Researchers from Columbia Business School, the Network Science Institute and the Stern School of Business sought to asses how the site infers “users’ personal characteristics” – such as sexual orientation – by their activities, to target them for advertisers.

“Users… can be targeted based on these inferred propensities and their relationship to particular content or advertising campaigns,” they said.

The researchers found that by liking pages for topics such as Lady Gaga, Katy Perry, the Human Rights Campaign, True Blood and Harry Potter, a user is likely to be identified as gay.

“Online marketers increasingly depend on statistical inferences based on available information,” they said. “While some online users may benefit from being targeted based on inferences of their personal characteristics, others may find such inferences unsettling.”

The researchers noted that there are implications for users’ privacy. “Users who prefer not to share this personal status even with their friends may not want it to be predicted by the system. To many, privacy invasions via statistical inferences are at least as troublesome as privacy invasions based on personal data.”

The system is not 100% accurate and “a user who is in fact not gay may not want an incorrect inference to be drawn about him or her”.

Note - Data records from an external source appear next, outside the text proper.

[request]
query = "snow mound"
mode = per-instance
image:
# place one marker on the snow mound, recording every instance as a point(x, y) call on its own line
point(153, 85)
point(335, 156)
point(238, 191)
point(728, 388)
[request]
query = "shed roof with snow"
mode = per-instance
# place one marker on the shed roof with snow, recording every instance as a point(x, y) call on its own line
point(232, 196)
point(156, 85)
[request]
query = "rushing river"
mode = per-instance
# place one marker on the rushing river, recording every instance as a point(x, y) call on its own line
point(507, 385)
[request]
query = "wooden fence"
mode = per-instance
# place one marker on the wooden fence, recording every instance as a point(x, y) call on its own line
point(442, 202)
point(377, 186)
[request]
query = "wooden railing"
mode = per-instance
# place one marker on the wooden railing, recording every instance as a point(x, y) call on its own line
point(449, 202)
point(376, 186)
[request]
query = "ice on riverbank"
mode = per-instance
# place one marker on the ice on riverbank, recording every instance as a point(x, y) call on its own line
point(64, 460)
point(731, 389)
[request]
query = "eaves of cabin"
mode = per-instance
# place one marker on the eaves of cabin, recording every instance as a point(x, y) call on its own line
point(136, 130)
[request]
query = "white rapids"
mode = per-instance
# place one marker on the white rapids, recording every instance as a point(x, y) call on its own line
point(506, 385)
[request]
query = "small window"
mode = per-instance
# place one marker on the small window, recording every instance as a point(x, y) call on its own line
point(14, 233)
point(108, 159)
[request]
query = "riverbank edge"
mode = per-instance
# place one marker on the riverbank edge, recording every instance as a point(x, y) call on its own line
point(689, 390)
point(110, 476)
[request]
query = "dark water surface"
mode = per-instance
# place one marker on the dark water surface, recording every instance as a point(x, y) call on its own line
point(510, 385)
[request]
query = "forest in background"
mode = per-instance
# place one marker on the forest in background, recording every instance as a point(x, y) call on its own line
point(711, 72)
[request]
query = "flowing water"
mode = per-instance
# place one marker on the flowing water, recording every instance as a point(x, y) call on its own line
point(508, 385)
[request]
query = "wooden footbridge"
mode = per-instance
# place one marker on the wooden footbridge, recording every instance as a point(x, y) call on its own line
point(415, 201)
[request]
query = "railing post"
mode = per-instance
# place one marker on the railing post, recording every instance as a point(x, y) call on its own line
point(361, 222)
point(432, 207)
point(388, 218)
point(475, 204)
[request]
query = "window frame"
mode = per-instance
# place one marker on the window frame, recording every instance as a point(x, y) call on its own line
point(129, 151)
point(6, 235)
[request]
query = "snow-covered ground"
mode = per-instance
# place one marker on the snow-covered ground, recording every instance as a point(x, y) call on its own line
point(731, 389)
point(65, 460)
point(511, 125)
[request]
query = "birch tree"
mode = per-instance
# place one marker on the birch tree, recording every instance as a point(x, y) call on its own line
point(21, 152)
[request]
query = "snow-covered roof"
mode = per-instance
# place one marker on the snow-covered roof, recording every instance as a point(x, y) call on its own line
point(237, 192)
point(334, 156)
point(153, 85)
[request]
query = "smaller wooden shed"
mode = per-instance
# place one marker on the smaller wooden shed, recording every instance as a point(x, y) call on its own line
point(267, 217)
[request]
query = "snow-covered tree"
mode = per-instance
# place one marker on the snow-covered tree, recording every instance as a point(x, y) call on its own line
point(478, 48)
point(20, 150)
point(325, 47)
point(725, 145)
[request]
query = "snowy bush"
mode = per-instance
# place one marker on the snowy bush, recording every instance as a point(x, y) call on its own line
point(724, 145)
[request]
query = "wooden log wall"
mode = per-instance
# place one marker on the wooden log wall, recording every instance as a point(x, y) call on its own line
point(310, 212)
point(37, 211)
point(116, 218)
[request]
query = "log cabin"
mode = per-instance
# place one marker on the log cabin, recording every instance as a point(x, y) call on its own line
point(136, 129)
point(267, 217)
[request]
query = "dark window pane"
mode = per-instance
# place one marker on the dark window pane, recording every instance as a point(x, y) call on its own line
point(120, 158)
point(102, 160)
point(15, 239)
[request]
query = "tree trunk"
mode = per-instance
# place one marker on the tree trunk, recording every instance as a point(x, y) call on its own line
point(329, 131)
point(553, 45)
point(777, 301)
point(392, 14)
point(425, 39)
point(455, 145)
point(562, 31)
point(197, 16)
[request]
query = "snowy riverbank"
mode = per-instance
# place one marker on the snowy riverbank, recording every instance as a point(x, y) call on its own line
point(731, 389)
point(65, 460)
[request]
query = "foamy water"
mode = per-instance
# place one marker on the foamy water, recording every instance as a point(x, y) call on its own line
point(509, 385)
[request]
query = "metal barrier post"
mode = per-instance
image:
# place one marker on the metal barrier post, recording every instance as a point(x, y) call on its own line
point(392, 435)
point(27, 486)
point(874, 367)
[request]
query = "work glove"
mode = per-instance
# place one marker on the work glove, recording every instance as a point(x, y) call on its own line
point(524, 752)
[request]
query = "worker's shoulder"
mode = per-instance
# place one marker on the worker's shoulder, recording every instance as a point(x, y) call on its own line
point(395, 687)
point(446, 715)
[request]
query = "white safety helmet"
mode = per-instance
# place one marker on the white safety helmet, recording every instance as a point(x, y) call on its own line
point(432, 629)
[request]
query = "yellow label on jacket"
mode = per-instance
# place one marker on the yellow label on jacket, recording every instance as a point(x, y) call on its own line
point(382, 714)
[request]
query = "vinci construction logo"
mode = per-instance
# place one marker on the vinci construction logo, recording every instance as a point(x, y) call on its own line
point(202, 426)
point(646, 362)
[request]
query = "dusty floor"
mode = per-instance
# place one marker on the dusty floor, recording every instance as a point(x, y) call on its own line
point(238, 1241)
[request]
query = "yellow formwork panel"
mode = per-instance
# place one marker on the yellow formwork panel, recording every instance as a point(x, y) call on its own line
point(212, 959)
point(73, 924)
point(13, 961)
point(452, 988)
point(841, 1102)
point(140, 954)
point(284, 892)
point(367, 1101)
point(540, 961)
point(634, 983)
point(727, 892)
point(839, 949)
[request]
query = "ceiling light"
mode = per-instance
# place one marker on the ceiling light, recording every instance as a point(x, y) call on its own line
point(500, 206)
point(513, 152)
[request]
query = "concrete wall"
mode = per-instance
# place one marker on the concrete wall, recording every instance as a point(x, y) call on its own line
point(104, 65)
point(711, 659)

The researchers recommend that Facebook implement a ‘‘cloaking device’’ that allows users to request to not to be identified as gay or by any other personal trait or characteristic.

“The cloaking device essentially tells the system: ‘do not draw inferences like this about me’—or more practically, ‘do not show me ads or content for the same reasons that you decided to show me this’,” they explained.

The method proposed by the researchers would, they said, give users a better degree of privacy and “control over the inferences made about them by statistical models”.